When it comes to worship, there are no shortage of opinions on how it should be done. However, when it comes to worship, we must likewise remember that we have a sufficient guide in holy Scripture. Everything about how God desires to be worshipped can be found in the pages of the Bible.
Jesus instituted the Lord’s Supper at the very moment of his Last Supper with his disciples. His time of celebration with them involved the observation of the Passover feast—a yearly meal designed to remember the deliverance of God’s people from Egypt. The Passover feast predates the tabernacle, the establishment of the law, and Israel’s priesthood (Ex. 12:15-17). As Jesus celebrated with his followers, he likewise pointed them to the culmination of the Passover in the Lord’s Supper since Jesus is the fulfillment of the promises and sacrificial system of Israel’s history. Jonathan Edwards wrote in his A History of the Work of Redemption, “Christ and his redemption are the subject of the whole Word of God.” 
Since Jesus instated the Lord’s Supper as a means of continual worship (see the language of 1 Corinthians 11:26), the way in which we engage in worship at the Lord’s Table matters. We should intentionally aim at theological precision and emotional balance. We should approach the Lord’s Table with tears of sorrow and smiles of joy. We must avoid superficial cliché worship and sacramentalism at the same time. With that in mind, there are two ways to engage in worship at the Lord’s Table that honor God.
A Heart of Sorrow
As Jesus ate and drank with his disciples, he said these words, “For as often as you eat this bread and drink the cup, you proclaim the Lord’s death until he comes” (1 Cor. 11:26). We are to remember the body and blood of Jesus that was nailed to a Roman cross and we’re called to proclaim his death until Christ returns.
As Jesus instituted the Lord’s Supper, he said, “Do this in remembrance of me” (1 Cor. 11:24). To remember the death of Jesus requires a sober mind and one that leads to a heart of sorrow. Consider the Son of God betrayed by a friend, accused of blasphemy, beaten beyond recognition, publicly humiliated, nailed to a cross, and raised up in open shame. Consider the pain and discomfort he was experiencing at that moment. Consider the crushing weight of the sins of all of his people being laid upon him. This scene brings us to a place of sorrow.
Furthermore, our sorrow is not merely sentimental—it’s personal sorrow. It’s personal sorrow based on personal sin. The crushing blow of the God’s wrath was unleashed on Jesus for the sins of his people. As we remember this scene, we have to recall the fact that Jesus was paying for our sin debt—our personal sins—each and every one of them. This should bring us to a proper place of humility and sorrow.
A Heart of Joy
How can the scene of the dying Savior bring us to a place of joy and celebration? The emotion of sorrow seems much more fitting, so how do we arrive at joy as we stand in the shadow of the cross of Jesus? The answer is found in how Jesus’ sacrifice became the fulfillment of the long awaited promise of Genesis 3:15. Did Jesus satisfy the Father’s wrath? Did Jesus pay in full our sin debt? With absolute certainty he accomplished those realities, and in doing so he accomplished the plan of redemption in victory.

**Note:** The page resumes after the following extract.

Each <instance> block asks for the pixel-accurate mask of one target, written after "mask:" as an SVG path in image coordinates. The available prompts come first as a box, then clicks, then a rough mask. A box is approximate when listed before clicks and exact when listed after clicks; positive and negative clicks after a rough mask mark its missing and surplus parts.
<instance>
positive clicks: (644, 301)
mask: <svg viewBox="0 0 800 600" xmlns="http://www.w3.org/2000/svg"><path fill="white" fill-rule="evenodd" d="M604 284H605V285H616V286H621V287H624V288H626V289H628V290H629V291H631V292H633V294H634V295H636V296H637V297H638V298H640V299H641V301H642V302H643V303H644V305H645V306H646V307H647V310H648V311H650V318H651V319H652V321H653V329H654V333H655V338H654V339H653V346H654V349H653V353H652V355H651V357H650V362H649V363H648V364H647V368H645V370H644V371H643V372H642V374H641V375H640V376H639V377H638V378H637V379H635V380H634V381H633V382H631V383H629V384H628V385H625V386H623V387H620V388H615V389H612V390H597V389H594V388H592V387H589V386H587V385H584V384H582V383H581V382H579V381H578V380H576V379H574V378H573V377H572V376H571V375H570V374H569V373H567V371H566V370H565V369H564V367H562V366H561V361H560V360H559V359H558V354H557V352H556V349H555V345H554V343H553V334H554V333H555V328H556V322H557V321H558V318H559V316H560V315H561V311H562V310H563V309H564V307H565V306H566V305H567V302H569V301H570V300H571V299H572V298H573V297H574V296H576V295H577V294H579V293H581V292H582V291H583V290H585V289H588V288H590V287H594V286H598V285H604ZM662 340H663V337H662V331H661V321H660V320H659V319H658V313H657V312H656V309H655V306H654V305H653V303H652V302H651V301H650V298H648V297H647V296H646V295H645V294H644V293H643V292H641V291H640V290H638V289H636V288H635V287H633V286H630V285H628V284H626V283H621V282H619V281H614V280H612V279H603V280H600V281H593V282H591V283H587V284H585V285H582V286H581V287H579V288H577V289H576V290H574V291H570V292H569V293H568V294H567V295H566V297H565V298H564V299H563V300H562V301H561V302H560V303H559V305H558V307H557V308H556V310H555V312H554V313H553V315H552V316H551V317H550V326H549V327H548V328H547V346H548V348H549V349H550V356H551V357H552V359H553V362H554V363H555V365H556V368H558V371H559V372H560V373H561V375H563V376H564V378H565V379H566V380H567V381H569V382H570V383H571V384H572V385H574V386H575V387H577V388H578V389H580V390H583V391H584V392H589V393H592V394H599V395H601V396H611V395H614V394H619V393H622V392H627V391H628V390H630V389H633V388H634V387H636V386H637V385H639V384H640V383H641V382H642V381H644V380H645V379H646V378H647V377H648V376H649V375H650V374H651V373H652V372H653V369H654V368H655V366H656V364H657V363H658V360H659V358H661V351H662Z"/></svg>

Consider the words of the apostle Paul as he describes the work of Jesus, stating he forgave us “by canceling the record of debt that stood against us with its legal demands. This he set aside, nailing it to the cross. He disarmed the rulers and authorities and put them to open shame, by triumphing over them in him” (Colossians 2:14–15).
We can celebrate at the Lord’s Table as we consider the victory that has been secured by Jesus for each and every one of his people. Not one single sin will be held to our account. There is no condemnation for those who are in Christ Jesus (Rom. 8:1). Every single sin was nailed to the cross and Christ paid our debt in full. By doing so, Jesus disarmed the rulers and authorities and put them to open shame. His substitutionary death was the fulfillment of Genesis 3:15, therefore, we can celebrate as we gather around the Lord’s Table to remember the body and blood of King Jesus. We don’t approach the Lord’s Table with a heart fueled by superficial clichés. We approach the Lord’s Table with a heart filled with sorrow and overflowing with joy. J.C. Ryle, in his commentary on Matthew 26, writes the following:
Are we in the habit of coming to the Lord’s table? If so, in what frame of mind do we come? Do we draw near intelligently, humbly, and with faith? Do we understand what we are doing? Do we really feel our sinfulness and need of Christ? Do we really desire to live a Christian life, as well as profess the Christian faith? Happy is that soul who can give a satisfactory answer to these questions. Let him go forward, and persevere.
- Philip Graham Ryken and R. Kent Hughes, Exodus: Saved for God’s Glory (Wheaton, IL: Crossway Books, 2005), 330.